En tête à tête avec elle-même, Yael Naim semble avoir appris à ne plus viser la perfection sans cesse, à ne plus redouter d’être prise en défaut.

"Avec ce disque, c’était la première fois que je ne pensais pas à éviter l’erreur ou à éviter de me perdre. Avant, sans même me demander ce que les autres allaient penser, je me disais que ce serait grave si je me trompais."

Cinq ans après Older, la chanteuse révélée par New Soul, sympathique ritournelle pop-folk popularisée à l’échelle mondiale par un spot de pub Apple, en 2008, Yael Naim opère dans un registre bien différent sur Nightsongs.

Ses paroles semblent flotter dans une grande pièce sombre, où les notes de piano alternent entre affliction, langueur et puissance.
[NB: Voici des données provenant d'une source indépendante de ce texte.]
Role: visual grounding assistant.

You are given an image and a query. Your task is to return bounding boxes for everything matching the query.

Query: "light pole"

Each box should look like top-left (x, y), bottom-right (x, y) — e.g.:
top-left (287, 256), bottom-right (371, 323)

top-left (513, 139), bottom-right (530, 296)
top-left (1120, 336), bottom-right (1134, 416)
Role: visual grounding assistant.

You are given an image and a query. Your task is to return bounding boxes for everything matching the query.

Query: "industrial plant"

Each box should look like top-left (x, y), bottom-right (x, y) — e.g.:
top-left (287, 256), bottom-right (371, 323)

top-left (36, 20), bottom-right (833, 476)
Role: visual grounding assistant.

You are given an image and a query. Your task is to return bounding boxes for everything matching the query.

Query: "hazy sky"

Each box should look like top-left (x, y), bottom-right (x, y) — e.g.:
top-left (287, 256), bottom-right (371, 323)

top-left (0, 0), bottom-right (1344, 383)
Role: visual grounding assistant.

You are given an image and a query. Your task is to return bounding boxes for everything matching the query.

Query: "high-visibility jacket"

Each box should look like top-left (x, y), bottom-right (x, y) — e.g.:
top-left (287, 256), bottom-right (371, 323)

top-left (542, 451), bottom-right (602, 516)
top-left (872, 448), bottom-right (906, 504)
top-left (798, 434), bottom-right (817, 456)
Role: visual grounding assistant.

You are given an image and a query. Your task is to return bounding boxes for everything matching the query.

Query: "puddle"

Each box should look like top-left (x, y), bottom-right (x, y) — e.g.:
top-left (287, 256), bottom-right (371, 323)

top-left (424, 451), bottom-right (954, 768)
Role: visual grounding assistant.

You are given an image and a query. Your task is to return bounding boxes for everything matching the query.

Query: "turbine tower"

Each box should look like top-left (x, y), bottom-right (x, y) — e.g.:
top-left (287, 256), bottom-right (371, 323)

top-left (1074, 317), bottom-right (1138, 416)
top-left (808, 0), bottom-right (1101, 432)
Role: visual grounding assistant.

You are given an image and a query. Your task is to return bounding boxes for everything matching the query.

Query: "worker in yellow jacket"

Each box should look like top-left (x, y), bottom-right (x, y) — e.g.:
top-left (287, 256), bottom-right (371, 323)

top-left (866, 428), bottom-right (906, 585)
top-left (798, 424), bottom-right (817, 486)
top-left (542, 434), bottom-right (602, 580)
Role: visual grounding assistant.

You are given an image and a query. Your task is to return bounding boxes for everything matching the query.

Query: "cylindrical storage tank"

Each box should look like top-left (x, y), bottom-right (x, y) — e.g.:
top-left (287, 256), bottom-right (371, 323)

Pas d’effets de manche, juste des états d’âme couchés sur une partition.

"J’avais envie de plonger dans un monde de rêves, sans être bousculée. Sans calcul non plus."

La voix de Yael Naim est parfois forte, parfois au bord de la rupture. Elle dit les maux d’amour, pouvant ne laisser "que des miettes", allant jusqu’à percer "des trous dans le corps".

Elle offre aussi un hommage à son père, articulant Daddy died comme une petite fille déboussolée. Dur d’avancer sans ce paternel, styliste de profession, qui lui avait fait découvrir les joies de la musique lorsqu’elle était toute petite.

"Il était très doué. Il chantait comme Elvis et jouait de la guitare", racontait la Franco-Israélienne en décembre dernier, dans le magazine Causette.

"Je voudrais que tout fasse contenance dans un univers, que les gens qui nous entourent soient en immersion avec nous."

Ces douze titres, l’artiste a pris le temps de les laisser grandir. Elle s’est même autorisée à les dévoiler en live à de multiples reprises avant de les enregistrer.

"Ce que tu fais en studio, ça reste gravé à vie. Il y a quelque chose de définitif. Alors qu’après, en tournée, au bout d’un an ou deux, certaines chansons sont déformées, transformées. Cette fois, j’ai voulu me laisser la possibilité de les faire évoluer de cette manière avant de terminer l’album."

Tout en souhaitant conserver la dimension intime de son projet, Yael Naim a choisi de prendre la route en compagnie d’un chœur, l’ensemble Zene. Afin de lui donner plus de relief, elle a fait appel à la chorégraphe Blanca Li.

"J’adore son travail et son caractère. Je cherchais un moyen de faire de ce chœur une "matière". Il sera en mouvement, il fera pleinement partie du spectacle visuel. Dans la salle de concert, je voudrais que tout fasse contenance dans un univers, que les gens qui nous entourent soient en immersion avec nous."

Pour le clip de Shine, c’est un autre chorégraphe, Yoann Bourgeois, qui a été dépêché. "On s’invite mutuellement sur nos projets depuis plusieurs années. Ses performances me touchent beaucoup. J’avais envie de les interpréter, à ma manière.

Ensemble, on a imaginé cette perte d’équilibre dans l’obscurité, où on perd la notion d’espace. C’était exactement l’aspect visuel qui pouvait expliquer ce que je raconte sur cette chanson et dans tout le disque."